Comment by mrits
17 hours ago
Author should ask AI to write a small app with 100% code coverage that breaks in every path except what is covered in the tests.
17 hours ago
Author should ask AI to write a small app with 100% code coverage that breaks in every path except what is covered in the tests.
Example output if anyone else is curious:
this doesn't seem like a very useful test...? i'm more interested in the failure modes when input != 42, what happens when i pass NaN to that etc...
jmo, but tests should be a chance to improve the implementation of functions not just one-off "write and forget" confirmations of the happy path only... automating all that just short-circuits that whole process... but maybe i'm missing something.
I never claim that 100% coverage has anything to do with code breaking. The only claim made is that anything less than 100% does guarantee that some piece of code is not automatically exercised, which we don't allow.
It's a footnote on the post, but I expand on this with:
> I never claim that 100% coverage has anything to do with code breaking.
But what I care about is code breaking (or rather, it not breaking). I'd rather put effort into ensuring my test suite does provide a useful benefit in that regard, rather than measure an arbitrary target which is not a good measure of that.
I feel this comment is lost on those who have never achieved it and gave up along the journey.

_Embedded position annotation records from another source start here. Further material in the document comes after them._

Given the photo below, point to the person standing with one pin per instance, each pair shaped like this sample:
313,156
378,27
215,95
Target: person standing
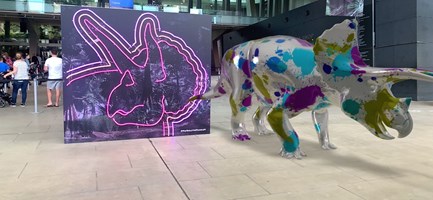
54,67
4,68
21,79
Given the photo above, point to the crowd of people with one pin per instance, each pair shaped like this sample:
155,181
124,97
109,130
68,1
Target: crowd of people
23,67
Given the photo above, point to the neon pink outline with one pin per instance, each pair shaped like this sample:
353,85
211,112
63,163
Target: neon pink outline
88,24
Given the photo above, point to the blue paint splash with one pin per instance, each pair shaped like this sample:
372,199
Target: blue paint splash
304,59
276,65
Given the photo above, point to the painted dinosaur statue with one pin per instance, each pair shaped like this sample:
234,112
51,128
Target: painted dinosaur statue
290,76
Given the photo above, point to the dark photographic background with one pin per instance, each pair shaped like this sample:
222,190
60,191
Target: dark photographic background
85,99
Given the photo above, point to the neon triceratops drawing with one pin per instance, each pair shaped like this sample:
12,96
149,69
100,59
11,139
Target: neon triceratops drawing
290,76
117,55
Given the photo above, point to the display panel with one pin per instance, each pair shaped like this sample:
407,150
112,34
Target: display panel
129,74
352,8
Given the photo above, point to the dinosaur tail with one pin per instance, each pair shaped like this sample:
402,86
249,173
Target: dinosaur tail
220,89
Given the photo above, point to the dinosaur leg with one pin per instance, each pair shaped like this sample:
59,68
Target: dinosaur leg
320,119
239,104
280,123
259,118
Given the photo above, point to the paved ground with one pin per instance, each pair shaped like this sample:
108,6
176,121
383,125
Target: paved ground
36,165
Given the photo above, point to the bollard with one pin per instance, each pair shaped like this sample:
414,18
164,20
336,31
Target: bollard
35,92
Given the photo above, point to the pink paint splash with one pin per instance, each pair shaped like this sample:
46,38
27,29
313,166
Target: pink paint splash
98,34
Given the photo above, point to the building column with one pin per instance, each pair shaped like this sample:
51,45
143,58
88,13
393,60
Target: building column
262,12
215,2
226,4
276,8
251,8
285,6
34,35
239,7
7,28
270,8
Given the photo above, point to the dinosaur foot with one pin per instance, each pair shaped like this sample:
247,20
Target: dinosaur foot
263,131
328,146
298,154
241,137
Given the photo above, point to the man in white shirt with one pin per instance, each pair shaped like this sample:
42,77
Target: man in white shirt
54,67
21,79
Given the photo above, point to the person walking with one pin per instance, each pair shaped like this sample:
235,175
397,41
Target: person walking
54,67
4,68
21,79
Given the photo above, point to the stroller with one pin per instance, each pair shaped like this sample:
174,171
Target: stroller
5,98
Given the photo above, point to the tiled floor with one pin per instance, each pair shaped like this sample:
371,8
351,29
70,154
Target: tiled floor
36,165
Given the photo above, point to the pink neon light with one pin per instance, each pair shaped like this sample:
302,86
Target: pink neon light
89,25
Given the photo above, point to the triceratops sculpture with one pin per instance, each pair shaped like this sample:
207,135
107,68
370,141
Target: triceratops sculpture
290,76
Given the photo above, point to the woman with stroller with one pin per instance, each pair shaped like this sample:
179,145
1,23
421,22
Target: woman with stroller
4,68
21,79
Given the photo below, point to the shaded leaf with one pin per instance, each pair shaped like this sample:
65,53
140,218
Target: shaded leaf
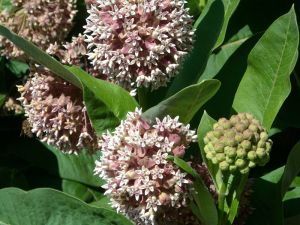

SimpleCov in ruby has 2 metrics, line coverage and branch coverage. If you really want to be strict, get to 100% branch coverage. This really helps you flesh out all the various scenarios
Brakes in cars here in Germany are integrated with less than 50 % coverage in the final model testing that goes to production.
Seems like even if people could potentially die, industry standards are not really 100% realistic. (Also, redundancy in production is more of a solution than having some failures and recalls, which are solved with money.)